Já era a segunda vez que o despertador tocava naquela manhã e eu o ouvia perfeitamente. Mas ainda que eu tenha estado todo o fim de semana me preparando psicologicamente para aceitar o fim daquele feriado prolongado, meu corpo não queria obedecer ao fato de que, embora ainda fossem 5 horas da manhã de segunda-feira, eu já deveria ter me levantado. Eu poderia apenas desativá-lo delicadamente como da primeira vez, mas eu tinha feito aquilo apenas porque ainda estava praticamente dormindo e, portanto, não estava sendo de fato eu mesma. Dessa vez aquele objeto inútil estava me irritando, além de ter acabado com a paz e o sossego da minha cama quentinha, então eu simplesmente o agarrei e o lancei contra a parede do quarto com toda a minha força. Após o forte ruído de metal se estatelando, ele havia parado de tocar e isso era bom. Tentei armar um sorriso, que na verdade saiu em forma de bocejo, me virei para o outro lado e simplesmente dormi.
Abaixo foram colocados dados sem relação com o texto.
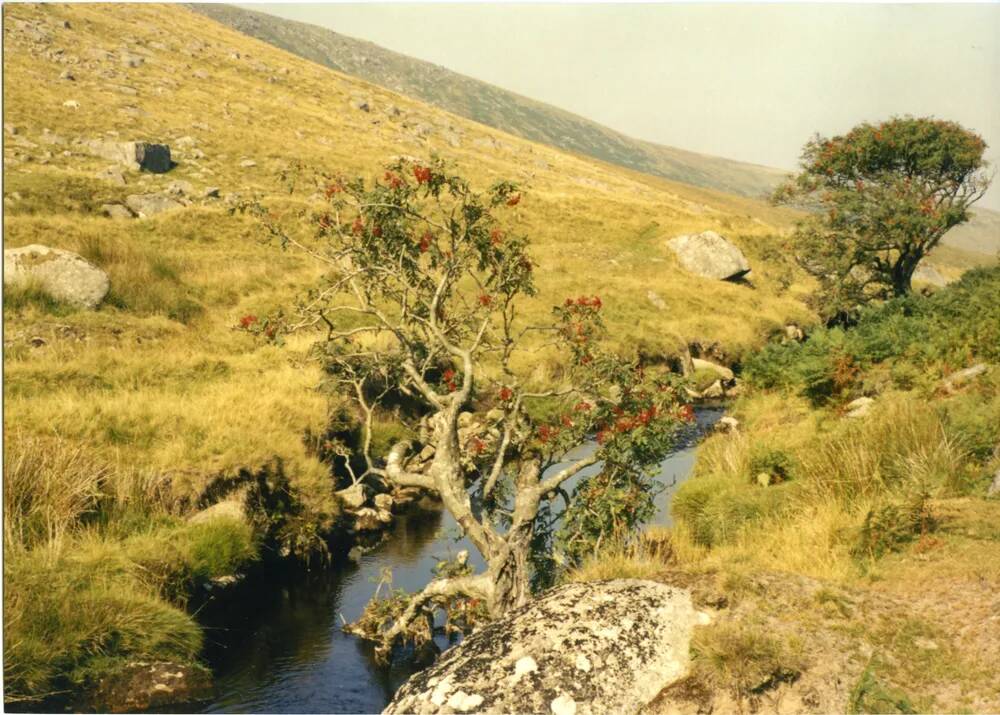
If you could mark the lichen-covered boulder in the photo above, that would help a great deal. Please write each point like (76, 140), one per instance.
(709, 255)
(598, 647)
(64, 275)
Em condições normais, eu teria descansado até as 5:30, quando minha mãe viria me acordar ao perceber que o despertador não surtira nenhum efeito. Mas com o barulho do despertador sendo destruído, não demorou sequer dois minutos para que ela adentrasse desesperadamente o meu quarto. Me conhecendo como a boa mãe que era, já sabia que se algum assaltante ou maníaco invadisse meu quarto durante a noite, teria graves ferimentos, pois qualquer coisa que esteja ao meu alcance é capaz se transformar em uma arma letal. Ao adentrar o quarto e me ver dormindo tranquilamente, nem precisou olhar em volta para saber que eu tinha aprontado alguma coisa e começou a gritar.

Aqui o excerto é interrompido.